Figure 3

Correlation-based analysis of the drug-CCRG pairs. (A) For each of the 62 drug-CCRG pairs, we compared the PCC of drug-CCRG with that of random drug-gene pairs. The numbers of drug-CCRG pairs, which were identified under the corresponding z _threshold , were listed over the blue bar. We set z _threshold to 0.8 in concordance with previous reports (Proc Natl Acad Sci U S A 2001, 98:10787–10792).

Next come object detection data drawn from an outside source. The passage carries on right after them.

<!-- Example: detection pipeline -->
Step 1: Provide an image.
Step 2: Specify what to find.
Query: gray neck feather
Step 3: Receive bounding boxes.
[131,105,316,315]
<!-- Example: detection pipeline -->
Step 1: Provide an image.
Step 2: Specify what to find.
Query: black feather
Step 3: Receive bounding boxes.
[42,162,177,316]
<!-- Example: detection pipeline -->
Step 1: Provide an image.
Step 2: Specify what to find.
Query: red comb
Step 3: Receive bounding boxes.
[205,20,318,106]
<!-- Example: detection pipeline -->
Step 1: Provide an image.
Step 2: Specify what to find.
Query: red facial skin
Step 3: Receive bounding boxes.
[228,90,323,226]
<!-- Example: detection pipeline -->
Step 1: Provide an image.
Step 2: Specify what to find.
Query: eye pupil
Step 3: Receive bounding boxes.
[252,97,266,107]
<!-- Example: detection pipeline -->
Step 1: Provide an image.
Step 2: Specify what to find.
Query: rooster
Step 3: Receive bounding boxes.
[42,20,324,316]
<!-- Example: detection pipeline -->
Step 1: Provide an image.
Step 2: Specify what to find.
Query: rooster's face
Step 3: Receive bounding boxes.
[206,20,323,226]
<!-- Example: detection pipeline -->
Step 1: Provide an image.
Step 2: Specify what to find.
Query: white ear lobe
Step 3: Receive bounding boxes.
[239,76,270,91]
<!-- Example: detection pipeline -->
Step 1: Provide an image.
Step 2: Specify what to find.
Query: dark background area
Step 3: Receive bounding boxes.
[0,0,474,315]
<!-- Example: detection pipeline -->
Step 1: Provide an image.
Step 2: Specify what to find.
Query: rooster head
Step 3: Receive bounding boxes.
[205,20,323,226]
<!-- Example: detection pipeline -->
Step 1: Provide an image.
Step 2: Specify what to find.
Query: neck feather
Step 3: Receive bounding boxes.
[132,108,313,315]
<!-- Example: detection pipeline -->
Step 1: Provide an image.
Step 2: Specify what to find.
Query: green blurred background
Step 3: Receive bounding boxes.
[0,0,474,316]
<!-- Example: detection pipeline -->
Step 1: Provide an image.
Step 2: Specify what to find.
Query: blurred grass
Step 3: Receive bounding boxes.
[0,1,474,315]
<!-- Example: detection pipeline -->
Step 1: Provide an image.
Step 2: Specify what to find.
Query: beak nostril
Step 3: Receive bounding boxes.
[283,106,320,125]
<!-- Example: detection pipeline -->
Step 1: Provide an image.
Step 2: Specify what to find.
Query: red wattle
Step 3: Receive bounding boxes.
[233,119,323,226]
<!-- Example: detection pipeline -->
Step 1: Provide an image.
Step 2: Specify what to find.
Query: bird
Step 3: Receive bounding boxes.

Under this threshold, we conducted further analysis (Figure 3B, Figure 3C, and Figure 3D). (B, C, D) Three types of PCC distribution compared to random PCC. The x-axis shows the PCC of drug-gene pair, the y-axis shows the probability density value of PCC. The red line represents the PCC of a drug-CCRG pair, while the blue curves shows the distribution of PCC of random drug-gene pairs. (B) PCC of drug-CCRG is significantly smaller than PCC of random drug-gene pairs. 21/62 indicates that 21 of 62 drug-CCRG pairs exhibit PCCs significantly smaller than random PCCs. We offered an example between doxorubicin and ABCB1. It was reported that ABCB1 overexpression predicts doxorubicin resistance. (C) PCC of drug-CCRG is significantly larger than that of random drug-gene pairs. 14/62 indicates that 14 of 62 drug-CCRG pairs exhibit PCCs significantly largerr than random PCCs. It was reported PRKCB can predict chemosensitivity of NSC169517. (D) PCC of drug-CCRG is similar with that of random drug-gene pairs. 27/62 indicates that 27 of 62 drug-CCRG pairs do not exhibit PCCs significantly different from random PCCs. It was reported that GRIK1 was able to predict chemosensitivity of paclitaxel (taxol).